ODF.jpgThe office document wars keep getting stranger and more convoluted. Last week the OpenDocument Foundation announced it was abandoning the format its name is taken from, and instead will support the World Wide Web Consortium’s Compound Document Format.

Naturally many other backers of the ODF format have lashed out against the move and with the lines fairly well defined — Microsoft in the OOXML camp and pretty much everyone else in the ODF camp — the Foundation’s move is a surprising one.

In explaining the move away from ODF, Sam Hiser, vice president of OpenDocument Foundation, writes:

ODF is writing itself into history as a meetoo proprietary, application-tied specification with no intention to provide the market requirement of universal interop. ODF is therefore a sideline drama, only useful insofar as it has provided a foil for OOXML.

In other words Hiser thinks the ODF/OOXML battle is really one about the applications used to create documents, not the formats themselves.

There’s some weight to that accusation when you consider how the applications behind each format operate. For instance, Microsoft Office more or less sucks at handling ODF documents and OpenOffice sucks at opening OOXML files — but why?

OpenOffice has largely refused to implement any of the proprietary elements of Microsoft’s Office and Microsoft has made only a passing effort at supporting ODF. The two sides may argue about which is the better file format, but in reality what they’re saying is “our software works better than yours.”
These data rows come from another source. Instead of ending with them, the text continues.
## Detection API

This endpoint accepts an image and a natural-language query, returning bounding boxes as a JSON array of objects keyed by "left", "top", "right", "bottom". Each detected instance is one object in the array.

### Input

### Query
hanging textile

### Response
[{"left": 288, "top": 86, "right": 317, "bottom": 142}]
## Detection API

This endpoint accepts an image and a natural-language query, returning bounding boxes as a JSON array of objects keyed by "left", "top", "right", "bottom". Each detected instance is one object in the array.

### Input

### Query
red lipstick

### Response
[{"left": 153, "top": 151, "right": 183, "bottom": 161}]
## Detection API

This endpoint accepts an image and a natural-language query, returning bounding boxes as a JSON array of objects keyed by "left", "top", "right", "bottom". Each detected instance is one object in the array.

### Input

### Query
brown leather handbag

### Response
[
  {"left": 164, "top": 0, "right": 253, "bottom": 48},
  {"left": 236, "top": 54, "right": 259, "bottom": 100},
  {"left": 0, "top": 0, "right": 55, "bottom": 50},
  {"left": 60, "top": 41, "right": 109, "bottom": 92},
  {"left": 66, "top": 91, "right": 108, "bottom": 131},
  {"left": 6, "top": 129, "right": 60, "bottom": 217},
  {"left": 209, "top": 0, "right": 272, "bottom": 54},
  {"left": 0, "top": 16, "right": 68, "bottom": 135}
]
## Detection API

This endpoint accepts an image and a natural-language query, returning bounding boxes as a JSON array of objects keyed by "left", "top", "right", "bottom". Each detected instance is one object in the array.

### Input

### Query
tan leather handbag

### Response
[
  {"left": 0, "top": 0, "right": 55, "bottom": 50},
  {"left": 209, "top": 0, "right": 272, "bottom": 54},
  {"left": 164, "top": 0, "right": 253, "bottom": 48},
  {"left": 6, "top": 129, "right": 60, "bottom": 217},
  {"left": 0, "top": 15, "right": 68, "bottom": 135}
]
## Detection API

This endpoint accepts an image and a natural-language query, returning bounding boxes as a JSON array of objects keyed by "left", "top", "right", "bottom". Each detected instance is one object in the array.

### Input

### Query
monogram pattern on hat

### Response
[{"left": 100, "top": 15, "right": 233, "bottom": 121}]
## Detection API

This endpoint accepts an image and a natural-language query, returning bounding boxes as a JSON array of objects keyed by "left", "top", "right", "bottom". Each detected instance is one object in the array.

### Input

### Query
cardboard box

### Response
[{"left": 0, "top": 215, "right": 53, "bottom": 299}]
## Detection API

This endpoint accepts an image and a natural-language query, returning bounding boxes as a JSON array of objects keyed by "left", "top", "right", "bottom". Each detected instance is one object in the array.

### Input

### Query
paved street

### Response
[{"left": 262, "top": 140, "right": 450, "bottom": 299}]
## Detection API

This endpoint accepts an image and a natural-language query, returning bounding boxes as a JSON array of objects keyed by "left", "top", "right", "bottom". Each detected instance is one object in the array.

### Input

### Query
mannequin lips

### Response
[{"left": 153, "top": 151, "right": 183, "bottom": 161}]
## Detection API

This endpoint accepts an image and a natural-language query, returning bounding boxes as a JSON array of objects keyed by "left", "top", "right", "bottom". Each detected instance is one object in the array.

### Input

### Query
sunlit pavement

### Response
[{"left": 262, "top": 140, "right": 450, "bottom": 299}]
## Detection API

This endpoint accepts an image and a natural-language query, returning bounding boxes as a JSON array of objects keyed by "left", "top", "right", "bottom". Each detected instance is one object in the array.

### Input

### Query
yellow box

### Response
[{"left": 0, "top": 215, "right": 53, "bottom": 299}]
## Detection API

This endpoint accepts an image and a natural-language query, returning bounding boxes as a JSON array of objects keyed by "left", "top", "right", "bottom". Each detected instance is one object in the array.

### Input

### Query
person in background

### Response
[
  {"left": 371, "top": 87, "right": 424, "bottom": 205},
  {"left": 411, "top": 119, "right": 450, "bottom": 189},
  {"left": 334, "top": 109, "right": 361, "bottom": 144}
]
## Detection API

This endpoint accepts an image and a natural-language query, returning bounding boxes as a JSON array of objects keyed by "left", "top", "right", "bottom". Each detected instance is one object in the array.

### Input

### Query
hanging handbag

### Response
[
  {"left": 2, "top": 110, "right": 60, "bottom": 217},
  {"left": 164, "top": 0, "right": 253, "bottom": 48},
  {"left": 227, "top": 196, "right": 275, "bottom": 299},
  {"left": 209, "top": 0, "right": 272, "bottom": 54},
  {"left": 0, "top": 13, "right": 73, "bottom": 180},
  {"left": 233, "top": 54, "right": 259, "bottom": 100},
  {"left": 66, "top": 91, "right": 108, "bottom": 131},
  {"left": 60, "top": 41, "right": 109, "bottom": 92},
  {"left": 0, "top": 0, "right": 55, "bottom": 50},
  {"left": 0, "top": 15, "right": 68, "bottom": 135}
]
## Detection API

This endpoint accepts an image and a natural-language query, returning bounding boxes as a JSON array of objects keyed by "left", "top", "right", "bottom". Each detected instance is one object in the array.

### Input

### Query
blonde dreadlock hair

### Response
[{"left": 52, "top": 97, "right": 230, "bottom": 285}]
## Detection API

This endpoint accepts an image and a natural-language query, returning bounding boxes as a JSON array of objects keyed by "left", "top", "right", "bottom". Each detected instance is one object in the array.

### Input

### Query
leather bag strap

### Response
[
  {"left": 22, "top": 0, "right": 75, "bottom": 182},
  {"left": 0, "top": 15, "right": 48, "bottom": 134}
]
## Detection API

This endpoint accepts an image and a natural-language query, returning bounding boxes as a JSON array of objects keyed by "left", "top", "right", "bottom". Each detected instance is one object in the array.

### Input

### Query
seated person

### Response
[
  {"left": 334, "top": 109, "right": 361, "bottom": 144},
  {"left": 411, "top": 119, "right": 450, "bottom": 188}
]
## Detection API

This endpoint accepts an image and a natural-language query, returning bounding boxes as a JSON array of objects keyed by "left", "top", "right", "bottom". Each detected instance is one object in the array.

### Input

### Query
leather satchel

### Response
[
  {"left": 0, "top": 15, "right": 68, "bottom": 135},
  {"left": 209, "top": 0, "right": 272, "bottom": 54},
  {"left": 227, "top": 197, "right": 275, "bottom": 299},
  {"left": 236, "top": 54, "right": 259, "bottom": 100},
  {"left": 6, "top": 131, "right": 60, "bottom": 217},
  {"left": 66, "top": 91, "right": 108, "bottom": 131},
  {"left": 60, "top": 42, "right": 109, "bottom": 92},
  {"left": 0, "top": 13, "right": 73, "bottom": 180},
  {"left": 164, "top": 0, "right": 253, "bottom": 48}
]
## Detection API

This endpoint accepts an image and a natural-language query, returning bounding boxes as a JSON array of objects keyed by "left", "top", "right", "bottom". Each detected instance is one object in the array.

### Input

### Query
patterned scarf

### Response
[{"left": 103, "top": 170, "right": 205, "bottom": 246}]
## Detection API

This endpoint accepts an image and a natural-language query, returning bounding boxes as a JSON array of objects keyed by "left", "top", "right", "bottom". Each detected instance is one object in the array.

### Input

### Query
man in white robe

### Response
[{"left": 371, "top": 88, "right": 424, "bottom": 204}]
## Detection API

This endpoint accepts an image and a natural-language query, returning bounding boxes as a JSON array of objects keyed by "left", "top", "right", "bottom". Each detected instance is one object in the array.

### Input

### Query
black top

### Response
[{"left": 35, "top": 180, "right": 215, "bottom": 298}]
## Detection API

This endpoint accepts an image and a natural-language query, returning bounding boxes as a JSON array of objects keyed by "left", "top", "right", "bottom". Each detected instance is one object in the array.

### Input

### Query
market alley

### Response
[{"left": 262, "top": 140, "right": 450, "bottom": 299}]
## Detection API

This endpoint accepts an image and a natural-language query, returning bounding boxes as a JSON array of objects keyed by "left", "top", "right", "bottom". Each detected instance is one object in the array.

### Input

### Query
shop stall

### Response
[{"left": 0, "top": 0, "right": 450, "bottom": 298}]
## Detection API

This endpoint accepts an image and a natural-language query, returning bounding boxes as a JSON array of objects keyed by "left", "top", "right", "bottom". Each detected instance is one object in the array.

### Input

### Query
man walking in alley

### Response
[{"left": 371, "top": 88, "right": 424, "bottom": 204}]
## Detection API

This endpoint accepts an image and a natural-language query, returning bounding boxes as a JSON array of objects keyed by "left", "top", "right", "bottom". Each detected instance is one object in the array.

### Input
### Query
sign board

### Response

From an end user point of view software remains the critical issue — far moreso than the document format itself. But the OpenDocument Foundation would like that to change, they believe that interoperability is the whole point of having a universal format.

The OpenDocument Foundation would like to see ODF get better at parsing MS docs, but the majority of ODF backers aren’t interested in that move because a) it would mean corrupting the purity of the ODF format and b) Sun and other ODF backers care more about building a Microsoft Office killer than they do about the interoperability of your documents.

Or at least that seems to be the position of Hiser and the OpenDocument Foundation. What’s unclear about the Compound Document Format is whether it offers any better solutions to these concerns.

The OpenDocument Foundation’s move isn’t going to kill ODF by any means — it’s more of a symbolic gesture — nor is going to improve Microsoft’s ISO chances with its OOXML farse.

But it is nice to see that at least some part of office document debate is actually on the real-world user’s side. After all, most of us really don’t care what format our documents are in as long as all our applications can open them. And right now that sort of cross-application compatibility is little more than a pipe dream.